Both Mills and Rosa had two prior probationary drug offenses (and they both successfully completed probation in those cases). Neither had a history of violence. In fact, neither Mills nor Rosa had ever spent a day in prison before they were sentenced to spend the rest of their lives there. Yet they each found themselves spending an average of 20 years in prison.
These are just two of many men and women who face unjust sentences because of poor sentencing guidelines that have been enforced by the United States Congress. Through amendments and changes, § 851 is less enforced today and it is likely that if Mills and Rosa were both sentenced today for the same crimes, they would receive lesser sentences.
Unfortunately, even though changes have occurred, those changes could not retroactively allow for Mills and Rosa to be released. Their only way to seek a lower sentence was getting an executive commutation.

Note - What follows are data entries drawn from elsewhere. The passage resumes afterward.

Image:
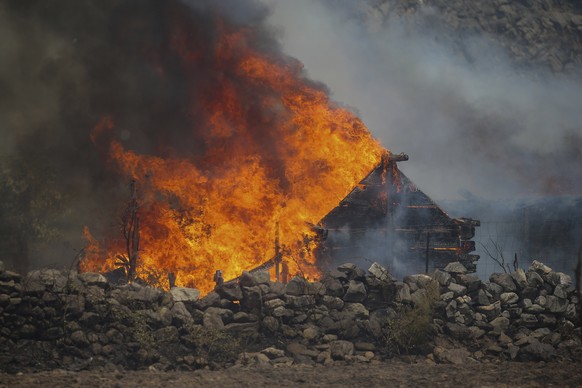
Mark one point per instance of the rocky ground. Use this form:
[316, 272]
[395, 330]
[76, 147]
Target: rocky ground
[402, 373]
[71, 328]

With a team of two attorneys, three law students, one investigator, and one administrative assistant we were able to file the clemency petitions for both men. They received a great amount of support from their families and loved ones who wrote letters and sent messages and videos to President Barack Obama asking for their father, son, and sibling to return home.
One of the best feelings I have experienced through a legal internship, and probably my life, was when I found out Alton Mills was granted an executive commutation.
I was overjoyed to meet Mills in January of 2016 and to learn how happy he is to be living the life that he had lost for the last 22 years. He has been reunited with his daughter, who was only 19 months old when he was sentenced, and was able to see her graduate from nursing school.
I was happy to also experience Ismael Rosa’s commutation in March of 2016. Being able to be part of a team that worked to give these men a second chance at life was a remarkable experience. These moments have provided a learning experience for me and a framework for where I see myself working – in criminal justice reform and criminal defense.